Lord Goldsmith, who was in the role when Briton Shaker Aamer entered the camp in 2002, said he was "unhappy" that a previous inquiry into the treatment of detainees finished without coming to a "definitive conclusion" over whether detainees were tortured.

In his first television interview, Mr Aamer - who was held in the camp for 14 years - told Julie Etchingham he wants to see an inquiry into allegations of British complicity.

"I hope British agents were not involved or complicit in any way in torture or mistreatment - that's not what they are supposed to do, that's not the British way of dealing with these things," Lord Goldsmith said.

"If the allegations are true, we need to know and they need to be dealt with. If they are not true, the people that were involved, as it were, need to be cleared."

Rohit Kachroo: Shaker Aamer claims raise questions for UK authorities

Lord West: No 'great benefit' in Gitmo torture inquiry

There would be no "great benefit" in conducting an inquiry into allegations made by Shaker Aamer that British authorities knew about torture at Guantanamo Bay, Admiral Lord West has said.

Speaking to ITV News, the former Labour security minister said:

"I'm never convinced about public inquiries, I'm scarred by inquires that seem to go on for years and years and years and cost millions and millions and millions and I don't think achieve much ...

... I'm not sure in this circumstance whether a full judicial inquiry would be of any great benefit."

Aamer urged to give torture evidence to parliament inquiry

The chair of parliament's intelligence and security committee has urged Shaker Aamer to submit evidence to its behind-closed-doors inquiry into alleged UK complicity in torture.

Mr Aamer, the last Briton to be released from Guantanamo Bay, has demanded a full public inquiry into the actions of the security services.

In his first TV interview, Mr Aamer told ITV News that British intelligence officers were complicit in his detention and torture.

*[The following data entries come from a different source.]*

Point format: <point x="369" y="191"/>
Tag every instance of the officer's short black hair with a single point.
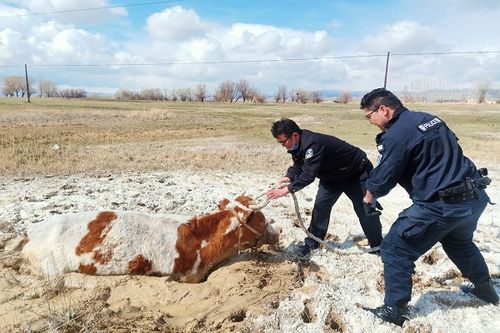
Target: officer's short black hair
<point x="380" y="96"/>
<point x="285" y="126"/>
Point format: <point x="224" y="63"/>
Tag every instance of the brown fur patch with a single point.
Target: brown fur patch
<point x="95" y="235"/>
<point x="24" y="242"/>
<point x="221" y="245"/>
<point x="89" y="269"/>
<point x="139" y="265"/>
<point x="102" y="257"/>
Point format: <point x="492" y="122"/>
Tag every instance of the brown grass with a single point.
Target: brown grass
<point x="97" y="135"/>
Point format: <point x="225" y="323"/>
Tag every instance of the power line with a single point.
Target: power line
<point x="92" y="8"/>
<point x="243" y="61"/>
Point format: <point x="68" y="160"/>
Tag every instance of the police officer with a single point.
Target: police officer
<point x="340" y="167"/>
<point x="418" y="151"/>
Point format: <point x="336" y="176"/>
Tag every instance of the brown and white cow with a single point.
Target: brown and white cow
<point x="121" y="242"/>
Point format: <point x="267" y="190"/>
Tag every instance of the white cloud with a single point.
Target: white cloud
<point x="73" y="12"/>
<point x="176" y="23"/>
<point x="404" y="36"/>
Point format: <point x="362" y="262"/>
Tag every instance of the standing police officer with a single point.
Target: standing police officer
<point x="340" y="167"/>
<point x="418" y="151"/>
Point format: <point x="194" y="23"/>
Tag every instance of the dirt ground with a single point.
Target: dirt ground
<point x="251" y="283"/>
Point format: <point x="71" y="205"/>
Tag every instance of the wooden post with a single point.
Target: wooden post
<point x="27" y="84"/>
<point x="386" y="69"/>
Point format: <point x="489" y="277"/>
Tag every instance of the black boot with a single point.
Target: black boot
<point x="391" y="314"/>
<point x="483" y="290"/>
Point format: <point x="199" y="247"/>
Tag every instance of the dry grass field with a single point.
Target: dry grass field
<point x="100" y="134"/>
<point x="182" y="158"/>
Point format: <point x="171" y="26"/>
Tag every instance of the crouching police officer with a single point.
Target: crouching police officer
<point x="341" y="168"/>
<point x="418" y="151"/>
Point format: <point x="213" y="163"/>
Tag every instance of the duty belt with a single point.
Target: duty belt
<point x="464" y="190"/>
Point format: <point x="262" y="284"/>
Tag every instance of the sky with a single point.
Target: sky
<point x="102" y="45"/>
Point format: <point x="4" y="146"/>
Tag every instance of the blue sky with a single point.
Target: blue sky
<point x="206" y="36"/>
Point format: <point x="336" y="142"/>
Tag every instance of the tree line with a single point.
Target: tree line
<point x="226" y="91"/>
<point x="15" y="86"/>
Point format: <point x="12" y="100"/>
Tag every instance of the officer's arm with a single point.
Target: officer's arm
<point x="295" y="169"/>
<point x="393" y="161"/>
<point x="312" y="163"/>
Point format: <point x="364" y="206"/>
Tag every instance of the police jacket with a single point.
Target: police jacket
<point x="325" y="157"/>
<point x="418" y="151"/>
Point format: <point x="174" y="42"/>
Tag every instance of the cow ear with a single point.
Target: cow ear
<point x="223" y="204"/>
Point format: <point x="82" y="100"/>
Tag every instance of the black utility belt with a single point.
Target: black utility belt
<point x="465" y="189"/>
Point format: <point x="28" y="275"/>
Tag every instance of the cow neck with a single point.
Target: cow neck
<point x="243" y="222"/>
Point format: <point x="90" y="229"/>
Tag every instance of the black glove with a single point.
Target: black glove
<point x="371" y="210"/>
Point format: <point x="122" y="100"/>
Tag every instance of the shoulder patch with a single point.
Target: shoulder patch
<point x="429" y="125"/>
<point x="309" y="153"/>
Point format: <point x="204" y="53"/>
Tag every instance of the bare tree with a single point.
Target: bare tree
<point x="151" y="94"/>
<point x="316" y="96"/>
<point x="200" y="92"/>
<point x="258" y="97"/>
<point x="72" y="93"/>
<point x="244" y="90"/>
<point x="302" y="96"/>
<point x="281" y="94"/>
<point x="14" y="86"/>
<point x="344" y="97"/>
<point x="47" y="88"/>
<point x="184" y="94"/>
<point x="226" y="92"/>
<point x="482" y="90"/>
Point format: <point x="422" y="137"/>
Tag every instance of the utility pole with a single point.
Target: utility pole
<point x="386" y="69"/>
<point x="27" y="84"/>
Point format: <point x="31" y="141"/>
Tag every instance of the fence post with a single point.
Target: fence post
<point x="27" y="84"/>
<point x="386" y="69"/>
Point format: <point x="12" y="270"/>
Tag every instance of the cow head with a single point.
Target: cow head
<point x="253" y="227"/>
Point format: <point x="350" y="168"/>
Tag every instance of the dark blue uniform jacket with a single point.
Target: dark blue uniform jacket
<point x="418" y="151"/>
<point x="325" y="157"/>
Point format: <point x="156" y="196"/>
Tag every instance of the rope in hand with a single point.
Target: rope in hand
<point x="301" y="223"/>
<point x="299" y="217"/>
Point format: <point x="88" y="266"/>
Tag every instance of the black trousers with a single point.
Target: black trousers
<point x="417" y="229"/>
<point x="327" y="196"/>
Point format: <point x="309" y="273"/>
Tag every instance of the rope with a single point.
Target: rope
<point x="310" y="235"/>
<point x="301" y="223"/>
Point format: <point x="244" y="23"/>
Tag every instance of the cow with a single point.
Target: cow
<point x="185" y="248"/>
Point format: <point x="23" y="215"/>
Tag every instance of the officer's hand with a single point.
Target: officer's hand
<point x="371" y="210"/>
<point x="277" y="193"/>
<point x="282" y="181"/>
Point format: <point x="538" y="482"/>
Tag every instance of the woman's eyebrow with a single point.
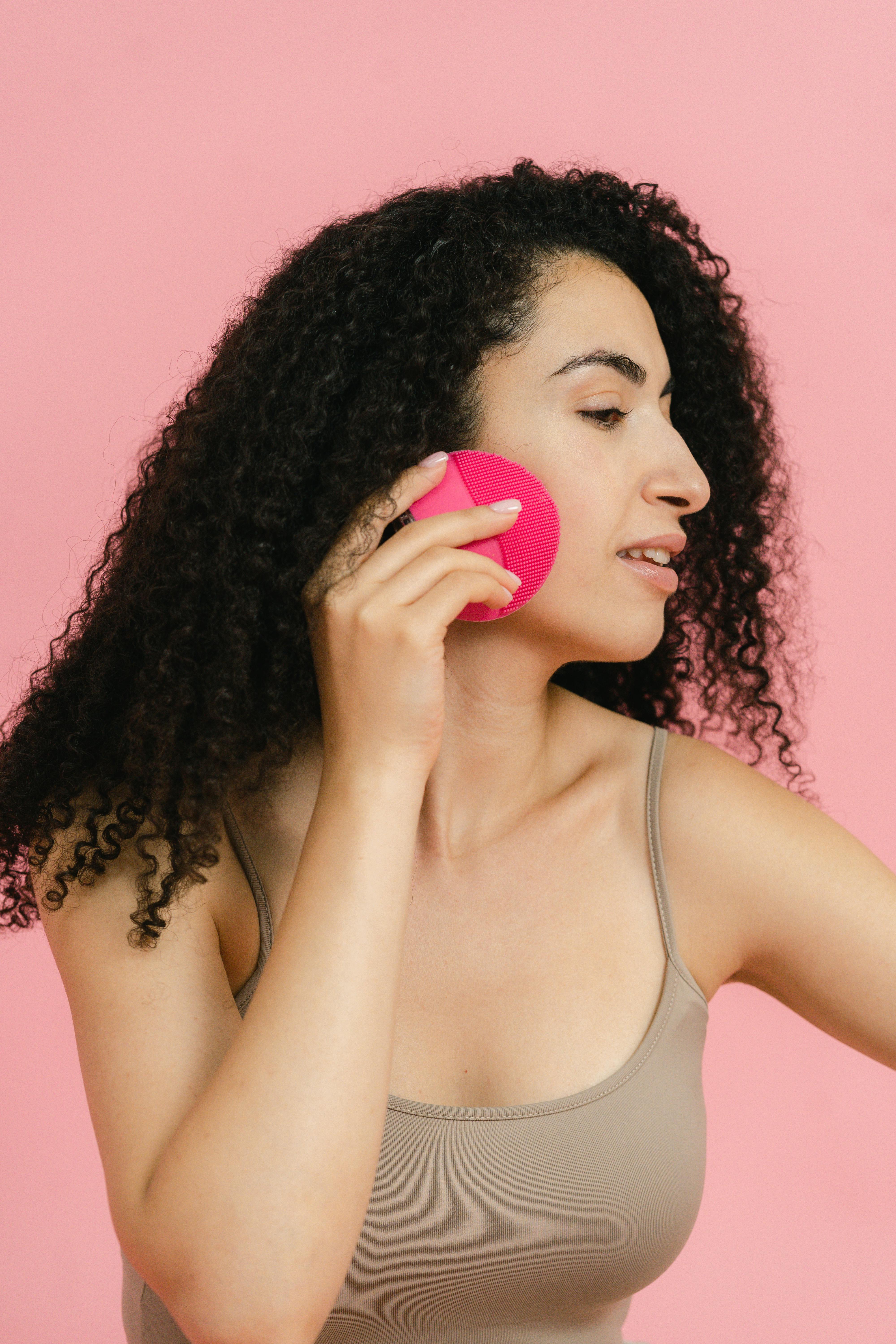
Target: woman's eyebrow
<point x="612" y="360"/>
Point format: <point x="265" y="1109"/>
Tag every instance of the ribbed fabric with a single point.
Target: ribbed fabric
<point x="520" y="1225"/>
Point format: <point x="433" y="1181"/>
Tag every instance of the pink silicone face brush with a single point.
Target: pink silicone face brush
<point x="527" y="549"/>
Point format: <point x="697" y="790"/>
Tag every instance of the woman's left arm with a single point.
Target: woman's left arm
<point x="769" y="890"/>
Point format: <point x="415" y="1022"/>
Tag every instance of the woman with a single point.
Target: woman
<point x="389" y="1009"/>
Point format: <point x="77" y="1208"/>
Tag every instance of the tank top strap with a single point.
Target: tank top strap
<point x="661" y="889"/>
<point x="265" y="925"/>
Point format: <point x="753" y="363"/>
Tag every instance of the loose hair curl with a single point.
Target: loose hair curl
<point x="186" y="673"/>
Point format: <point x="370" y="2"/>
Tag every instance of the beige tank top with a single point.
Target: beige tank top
<point x="519" y="1225"/>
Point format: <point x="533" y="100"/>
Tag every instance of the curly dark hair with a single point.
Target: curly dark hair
<point x="186" y="673"/>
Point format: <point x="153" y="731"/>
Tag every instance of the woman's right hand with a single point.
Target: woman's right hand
<point x="378" y="616"/>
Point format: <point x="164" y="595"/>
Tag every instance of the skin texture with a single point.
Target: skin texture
<point x="459" y="870"/>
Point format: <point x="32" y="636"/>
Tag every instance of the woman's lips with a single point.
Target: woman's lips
<point x="660" y="576"/>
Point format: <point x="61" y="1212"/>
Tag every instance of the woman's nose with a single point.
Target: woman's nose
<point x="679" y="482"/>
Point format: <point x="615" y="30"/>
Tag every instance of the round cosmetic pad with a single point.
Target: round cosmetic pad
<point x="527" y="549"/>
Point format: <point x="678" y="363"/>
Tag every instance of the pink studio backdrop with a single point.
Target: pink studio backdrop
<point x="156" y="157"/>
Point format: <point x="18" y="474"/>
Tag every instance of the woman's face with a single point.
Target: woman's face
<point x="585" y="405"/>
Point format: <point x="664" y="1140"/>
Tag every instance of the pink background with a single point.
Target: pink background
<point x="158" y="155"/>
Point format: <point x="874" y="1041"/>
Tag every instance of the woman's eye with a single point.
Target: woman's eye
<point x="609" y="417"/>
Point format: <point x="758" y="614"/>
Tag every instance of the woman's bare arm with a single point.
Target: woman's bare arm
<point x="772" y="892"/>
<point x="241" y="1157"/>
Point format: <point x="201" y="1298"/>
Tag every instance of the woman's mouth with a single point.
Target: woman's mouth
<point x="651" y="564"/>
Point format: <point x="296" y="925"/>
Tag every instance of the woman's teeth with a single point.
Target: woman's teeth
<point x="652" y="553"/>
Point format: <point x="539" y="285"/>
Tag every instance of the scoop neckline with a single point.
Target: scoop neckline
<point x="596" y="1092"/>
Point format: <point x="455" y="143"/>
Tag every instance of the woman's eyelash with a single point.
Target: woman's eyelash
<point x="602" y="417"/>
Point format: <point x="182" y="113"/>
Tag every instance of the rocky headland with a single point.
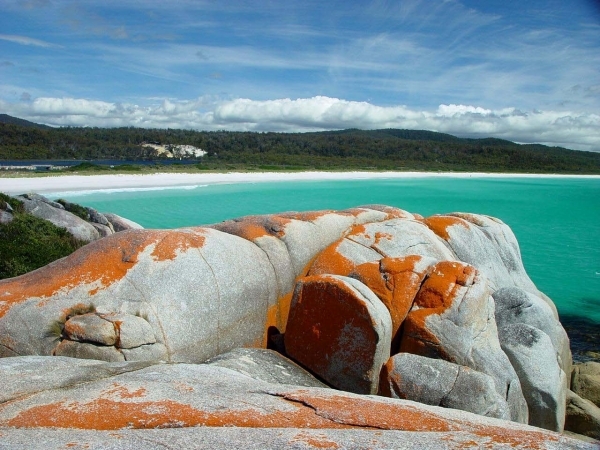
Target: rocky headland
<point x="368" y="327"/>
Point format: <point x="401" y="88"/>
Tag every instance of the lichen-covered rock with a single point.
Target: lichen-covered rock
<point x="396" y="281"/>
<point x="339" y="330"/>
<point x="585" y="381"/>
<point x="514" y="306"/>
<point x="441" y="383"/>
<point x="78" y="227"/>
<point x="453" y="319"/>
<point x="266" y="365"/>
<point x="582" y="416"/>
<point x="543" y="382"/>
<point x="121" y="223"/>
<point x="186" y="405"/>
<point x="486" y="243"/>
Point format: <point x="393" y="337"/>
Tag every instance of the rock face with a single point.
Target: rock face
<point x="97" y="225"/>
<point x="340" y="330"/>
<point x="96" y="404"/>
<point x="346" y="289"/>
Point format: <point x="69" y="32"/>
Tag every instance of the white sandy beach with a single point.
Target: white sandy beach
<point x="67" y="183"/>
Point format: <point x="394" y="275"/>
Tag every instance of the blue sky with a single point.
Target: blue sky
<point x="524" y="71"/>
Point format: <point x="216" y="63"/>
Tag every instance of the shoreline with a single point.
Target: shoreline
<point x="107" y="182"/>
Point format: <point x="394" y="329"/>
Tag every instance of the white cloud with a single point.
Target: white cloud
<point x="24" y="40"/>
<point x="571" y="129"/>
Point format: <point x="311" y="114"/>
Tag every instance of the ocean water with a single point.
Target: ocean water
<point x="556" y="220"/>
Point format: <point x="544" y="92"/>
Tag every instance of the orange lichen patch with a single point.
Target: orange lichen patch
<point x="314" y="441"/>
<point x="331" y="331"/>
<point x="309" y="216"/>
<point x="121" y="392"/>
<point x="396" y="282"/>
<point x="331" y="261"/>
<point x="445" y="283"/>
<point x="104" y="262"/>
<point x="440" y="224"/>
<point x="254" y="227"/>
<point x="379" y="236"/>
<point x="175" y="242"/>
<point x="106" y="414"/>
<point x="372" y="414"/>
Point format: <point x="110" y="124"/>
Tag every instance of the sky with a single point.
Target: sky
<point x="526" y="71"/>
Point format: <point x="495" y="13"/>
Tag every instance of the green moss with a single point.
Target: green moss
<point x="28" y="243"/>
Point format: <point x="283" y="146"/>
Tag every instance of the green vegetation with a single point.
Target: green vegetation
<point x="74" y="208"/>
<point x="28" y="243"/>
<point x="390" y="149"/>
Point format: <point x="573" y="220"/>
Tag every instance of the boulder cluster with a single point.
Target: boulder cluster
<point x="400" y="314"/>
<point x="94" y="225"/>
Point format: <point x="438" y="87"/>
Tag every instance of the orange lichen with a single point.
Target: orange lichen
<point x="108" y="414"/>
<point x="331" y="261"/>
<point x="177" y="241"/>
<point x="440" y="225"/>
<point x="315" y="441"/>
<point x="121" y="392"/>
<point x="372" y="414"/>
<point x="102" y="262"/>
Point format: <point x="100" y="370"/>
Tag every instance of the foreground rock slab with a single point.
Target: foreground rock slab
<point x="214" y="407"/>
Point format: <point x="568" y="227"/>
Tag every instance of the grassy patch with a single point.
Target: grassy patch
<point x="28" y="243"/>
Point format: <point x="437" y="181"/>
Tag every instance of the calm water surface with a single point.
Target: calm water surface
<point x="557" y="221"/>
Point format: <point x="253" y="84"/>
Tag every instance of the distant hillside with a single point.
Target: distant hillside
<point x="353" y="149"/>
<point x="5" y="118"/>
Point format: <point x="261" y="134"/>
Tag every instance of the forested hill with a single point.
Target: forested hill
<point x="388" y="149"/>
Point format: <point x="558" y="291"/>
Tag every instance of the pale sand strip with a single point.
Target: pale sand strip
<point x="67" y="183"/>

Former attorney general Dominic Grieve told ITV News the allegations "have to be taken very seriously and we will do so" as he called on Mr Aamer to cooperate with his inquiry.

"It is very much in our interests to look at and find out what happened," he added.

Asked whether former prime minister Tony Blair and former foreign secretary Jack Straw would be called to give evidence, Mr Grieve said: "The committee will decide as it goes along who it calls. I rule nobody in and rule nobody out."


Aamer: I'm scared security service will try to shut me up

Shaker Aamer has told ITV News he is "scared" the UK security services may "do anything" to silence him since his release from Guantanamo Bay.

Mr Aamer, the UK's last detainee at the prison camp, told Julie Etchingham he felt less secure for "telling the world what happened" to him.

"I really don't want to upset anybody and don't want to start anything in this country that can jeopardise their security," he said.

"But at the same time all I'm doing is telling the truth, that's all."

Aamer: Give Blair and Bush immunity to talk about torture

Tony Blair and George Bush should be given immunity from prosecution in order for the world to learn the truth about claims the US and British were complicit in torture at Guantanamo Bay, Shaker Aamer has told ITV News.

"Accusing governments, accusing individuals is not going to give us the chance to know the truth," he told Julie Etchingham in his first TV interview since being released from the notorious prison camp.

The UK's last Guantanamo detainee said he believed the former British prime minister and US president are both "scared" of being jailed, adding: "How can you expect fear is going to bring justice and bring the truth out of these guys?"

Asked whether he expected Mr Blair would reveal more details about Guantanamo, Mr Aamer said: "If he guaranteed that he's not going to be behind bars I think he would. At least he would be more open about it."

Shaker Aamer has called on Tony Blair and George Bush to 'tell their side of the story' after he was released from Guantanamo in October. Credit: Stefan Rousseau/PA Wire

Mr Aamer, who has detained for 14 years without charge, said he believed "nobody should be prosecuted because of what happened in the past" in order to prevent it from happening in the future, saying it would not lead to justice.

A spokeswoman for Mr Blair has said he "never condoned" the use of torture.